Jack Mosbacher was a member of the Stanford baseball team from 2008-2011. Each week, he’ll take a look at the Cardinal’s ups and downs on its road to the College World Series.
Suddenly, everything was going right for No. 10 Stanford again this weekend, as the Cardinal swept No. 23 Arizona State and clawed its way back into the race for the Pac-12 title. Most importantly, the Cardinal righted its previously sinking ship, breaking out of an ugly offensive slump to score 34 runs in three wins against the Sun Devils in a must-win series.
The Cardinal is peaking at the right time. Stanford probably can’t lose another series if they hope to get home-field advantage for the Regional and Super Regional tournaments.
Baseball can be a fickle game. Every season has its mountains and valleys, and Stanford has struggled mightily at times in the current campaign. However, this team has proven itself a fighter. The firepower displayed in this weekend’s return-to-form offensive explosion against one of the nation’s best pitching staffs showed once again just how potent this Cardinal offense can be when clicking on all nine cylinders.
Now that things are back to normal, it’s time for this Stanford team to revisit its goals and recommit to a plan for reaching them.
At the outset of every season, Stanford’s goals are the same: compete for a Pac-12 Championship and make it to the College World Series in Omaha. This past weekend’s series marked the halfway point in Pac-12 play. Though it feels like the season started only a few weeks ago, time is flying by. What does Stanford have to do to make its Omaha dreams a reality?
When it comes to predicting which teams will make it through the playoffs to Omaha in June, one variable consistently exerts an overriding influence: hosting a Regional. Hosting both Regional and Super Regional contests at home has far-reaching implications for a team trying to make it to the World Series. In last year’s tournament, seven of the eight teams that made it to Omaha played both their Regional and Super Regional on their home turf. Although correlation doesn’t necessarily mean causation, there’s something to be said for this apparent relationship.
Any team trying to reach the World Series while playing on the road is fighting an improbable, though not impossible, uphill battle. Take last year’s Stanford team, for instance. After finishing the season on a hot streak, the Cardinal upset host Cal State-Fullerton in the Regional and headed to Chapel Hill to face North Carolina in the Super Regional. This time, Stanford was playing in heat and humidity the likes of which most of the players had never experienced. Suddenly, the strike zone would grow eight inches for the Cardinal hitters and pull a magical shrinking act when the Tar Heels came to the plate. Two lightning-quick games later, Stanford’s season was over. Point being, Stanford needs to set its sights on becoming one of the top-eight national seeds in this year’s tournament, thus securing home field advantage throughout the playoffs.
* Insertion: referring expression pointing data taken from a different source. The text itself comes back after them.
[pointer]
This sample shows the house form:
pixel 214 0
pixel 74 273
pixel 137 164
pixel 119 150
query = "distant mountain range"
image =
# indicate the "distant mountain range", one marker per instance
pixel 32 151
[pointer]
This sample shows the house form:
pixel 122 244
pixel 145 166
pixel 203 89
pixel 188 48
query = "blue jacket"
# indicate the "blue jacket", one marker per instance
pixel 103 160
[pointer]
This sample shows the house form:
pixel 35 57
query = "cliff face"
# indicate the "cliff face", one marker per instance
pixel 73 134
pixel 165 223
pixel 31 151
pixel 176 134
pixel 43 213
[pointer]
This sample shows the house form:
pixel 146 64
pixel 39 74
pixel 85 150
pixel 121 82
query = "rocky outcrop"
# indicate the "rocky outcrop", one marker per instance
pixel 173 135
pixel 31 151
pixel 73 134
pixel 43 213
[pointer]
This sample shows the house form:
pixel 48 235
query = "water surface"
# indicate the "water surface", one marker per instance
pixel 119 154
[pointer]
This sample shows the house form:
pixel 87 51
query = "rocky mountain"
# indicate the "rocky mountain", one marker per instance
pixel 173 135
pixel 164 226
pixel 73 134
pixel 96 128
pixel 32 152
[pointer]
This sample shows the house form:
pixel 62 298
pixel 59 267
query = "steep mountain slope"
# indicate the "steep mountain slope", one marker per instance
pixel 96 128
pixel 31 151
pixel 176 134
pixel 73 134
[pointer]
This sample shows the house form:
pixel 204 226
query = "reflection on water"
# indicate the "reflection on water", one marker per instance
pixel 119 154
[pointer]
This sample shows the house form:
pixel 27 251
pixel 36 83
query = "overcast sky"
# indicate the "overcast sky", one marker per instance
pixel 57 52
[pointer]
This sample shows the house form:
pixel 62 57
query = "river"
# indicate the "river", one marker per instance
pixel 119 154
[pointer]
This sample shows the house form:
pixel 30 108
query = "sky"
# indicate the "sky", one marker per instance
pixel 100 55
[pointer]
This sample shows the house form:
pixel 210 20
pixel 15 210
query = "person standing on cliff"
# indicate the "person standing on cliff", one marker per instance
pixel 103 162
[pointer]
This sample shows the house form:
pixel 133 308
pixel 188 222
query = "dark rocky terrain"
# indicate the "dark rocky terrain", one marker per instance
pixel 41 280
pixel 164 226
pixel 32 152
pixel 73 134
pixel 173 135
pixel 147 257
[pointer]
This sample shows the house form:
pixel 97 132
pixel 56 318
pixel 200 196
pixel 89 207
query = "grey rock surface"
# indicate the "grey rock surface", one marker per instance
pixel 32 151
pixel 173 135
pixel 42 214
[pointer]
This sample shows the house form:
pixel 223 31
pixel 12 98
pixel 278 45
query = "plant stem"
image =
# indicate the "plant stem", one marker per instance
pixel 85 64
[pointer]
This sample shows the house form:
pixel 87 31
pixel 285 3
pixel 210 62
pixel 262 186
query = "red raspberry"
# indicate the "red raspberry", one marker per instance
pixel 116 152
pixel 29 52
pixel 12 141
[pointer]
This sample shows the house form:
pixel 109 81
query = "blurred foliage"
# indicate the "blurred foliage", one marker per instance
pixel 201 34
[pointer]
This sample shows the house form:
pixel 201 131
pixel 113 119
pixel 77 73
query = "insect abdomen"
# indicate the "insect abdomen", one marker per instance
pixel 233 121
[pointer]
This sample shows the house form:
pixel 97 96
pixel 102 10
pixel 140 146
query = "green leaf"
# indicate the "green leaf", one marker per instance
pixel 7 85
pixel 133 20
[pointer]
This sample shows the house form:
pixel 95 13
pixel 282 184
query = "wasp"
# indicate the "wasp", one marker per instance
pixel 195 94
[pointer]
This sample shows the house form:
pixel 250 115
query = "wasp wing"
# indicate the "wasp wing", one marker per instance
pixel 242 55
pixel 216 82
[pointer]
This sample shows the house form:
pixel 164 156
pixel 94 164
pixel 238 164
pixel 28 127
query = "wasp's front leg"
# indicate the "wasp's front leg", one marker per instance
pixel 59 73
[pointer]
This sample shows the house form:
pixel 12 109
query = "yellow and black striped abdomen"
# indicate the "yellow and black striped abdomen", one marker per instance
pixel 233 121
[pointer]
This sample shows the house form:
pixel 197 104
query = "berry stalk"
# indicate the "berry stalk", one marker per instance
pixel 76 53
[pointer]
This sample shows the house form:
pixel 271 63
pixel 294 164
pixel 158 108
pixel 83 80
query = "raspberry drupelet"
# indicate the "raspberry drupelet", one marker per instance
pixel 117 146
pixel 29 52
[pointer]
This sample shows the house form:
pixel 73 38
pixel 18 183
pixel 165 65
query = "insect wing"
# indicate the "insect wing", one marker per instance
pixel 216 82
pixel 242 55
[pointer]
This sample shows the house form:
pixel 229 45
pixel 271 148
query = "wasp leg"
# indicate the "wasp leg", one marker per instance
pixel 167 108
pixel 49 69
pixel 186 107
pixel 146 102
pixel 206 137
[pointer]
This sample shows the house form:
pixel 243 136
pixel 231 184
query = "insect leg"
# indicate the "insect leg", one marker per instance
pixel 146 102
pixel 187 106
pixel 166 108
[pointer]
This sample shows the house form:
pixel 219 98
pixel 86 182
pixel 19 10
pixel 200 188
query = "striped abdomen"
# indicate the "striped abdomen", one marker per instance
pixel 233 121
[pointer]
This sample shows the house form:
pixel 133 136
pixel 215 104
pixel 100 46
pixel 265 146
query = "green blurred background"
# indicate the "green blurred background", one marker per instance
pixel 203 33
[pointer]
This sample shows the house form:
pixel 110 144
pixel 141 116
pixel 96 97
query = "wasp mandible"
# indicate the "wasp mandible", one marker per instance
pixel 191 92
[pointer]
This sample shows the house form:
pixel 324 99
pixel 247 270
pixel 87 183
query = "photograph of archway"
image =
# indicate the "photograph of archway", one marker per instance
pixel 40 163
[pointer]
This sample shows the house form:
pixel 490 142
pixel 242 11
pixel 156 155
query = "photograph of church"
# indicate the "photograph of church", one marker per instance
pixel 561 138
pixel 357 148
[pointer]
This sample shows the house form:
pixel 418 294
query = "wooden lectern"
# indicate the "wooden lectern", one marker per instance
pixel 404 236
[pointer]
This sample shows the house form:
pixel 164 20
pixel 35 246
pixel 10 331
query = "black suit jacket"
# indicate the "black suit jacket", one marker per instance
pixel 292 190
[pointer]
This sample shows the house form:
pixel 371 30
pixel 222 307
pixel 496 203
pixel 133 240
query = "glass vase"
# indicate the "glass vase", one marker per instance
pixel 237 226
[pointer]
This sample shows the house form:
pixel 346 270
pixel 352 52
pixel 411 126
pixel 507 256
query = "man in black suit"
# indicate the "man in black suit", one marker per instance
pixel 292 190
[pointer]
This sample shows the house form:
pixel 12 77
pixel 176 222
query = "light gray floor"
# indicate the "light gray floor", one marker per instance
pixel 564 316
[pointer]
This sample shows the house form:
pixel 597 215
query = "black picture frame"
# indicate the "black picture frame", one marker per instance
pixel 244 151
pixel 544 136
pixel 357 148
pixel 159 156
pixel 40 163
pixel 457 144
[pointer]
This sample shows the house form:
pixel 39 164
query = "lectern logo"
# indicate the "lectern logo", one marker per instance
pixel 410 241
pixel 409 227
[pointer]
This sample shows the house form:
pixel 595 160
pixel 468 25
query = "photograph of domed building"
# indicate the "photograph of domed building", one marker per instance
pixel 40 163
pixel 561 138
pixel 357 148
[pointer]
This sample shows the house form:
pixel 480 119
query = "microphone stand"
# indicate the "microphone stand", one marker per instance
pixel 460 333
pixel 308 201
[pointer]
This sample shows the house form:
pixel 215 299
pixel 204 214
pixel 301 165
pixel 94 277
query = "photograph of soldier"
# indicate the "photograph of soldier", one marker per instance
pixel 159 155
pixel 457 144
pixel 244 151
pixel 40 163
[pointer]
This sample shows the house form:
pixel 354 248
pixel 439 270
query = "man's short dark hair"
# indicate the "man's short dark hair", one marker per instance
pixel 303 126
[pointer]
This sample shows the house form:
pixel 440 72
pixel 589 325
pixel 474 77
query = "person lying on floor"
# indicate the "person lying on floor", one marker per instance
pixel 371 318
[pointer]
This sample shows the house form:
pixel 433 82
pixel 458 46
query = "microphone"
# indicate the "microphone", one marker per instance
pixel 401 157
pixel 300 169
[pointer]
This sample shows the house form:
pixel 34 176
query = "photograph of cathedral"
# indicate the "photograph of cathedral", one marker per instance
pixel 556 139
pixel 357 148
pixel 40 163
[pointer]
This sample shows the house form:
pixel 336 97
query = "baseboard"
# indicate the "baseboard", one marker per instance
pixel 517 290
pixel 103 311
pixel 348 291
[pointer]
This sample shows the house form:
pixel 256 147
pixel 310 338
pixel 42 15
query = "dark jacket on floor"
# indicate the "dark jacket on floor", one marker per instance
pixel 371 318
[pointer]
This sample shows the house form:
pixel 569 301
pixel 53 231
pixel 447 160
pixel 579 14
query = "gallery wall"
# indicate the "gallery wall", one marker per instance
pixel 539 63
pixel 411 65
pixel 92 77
By my count, Stanford will need to win a pair of hard-fought series against UCLA and Oregon State and hope for a sweep against Washington State, lowly Utah or Cal to end the year. Should the season end this way, I’d be shocked if Stanford didn’t lock up the seventh or eighth seed in the 64-team playoff and win the right to host the Regional and Super Regional at Sunken Diamond.
Is Stanford talented enough to pull this off? Without a doubt. Will they? That’s a whole other question. I guess that’s what will make these last five weeks of regular season baseball worth watching. For now, the Cardinal needs to come together around the shared and immediate goal of performing their best in the final five series of the season in order to set up an optimal scenario for getting to Omaha. After that, all bets are off.
This Stanford team has proven conclusively that it can play with anybody, so having to play a Regional or Super Regional on the road will not necessarily be a death knell for this gifted team. However, hosting should become this team’s primary goal as it heads down the home stretch of the 2012 season. If the Cardinal can pull it off, opponents will be hard-pressed to keep this team out of Omaha in June.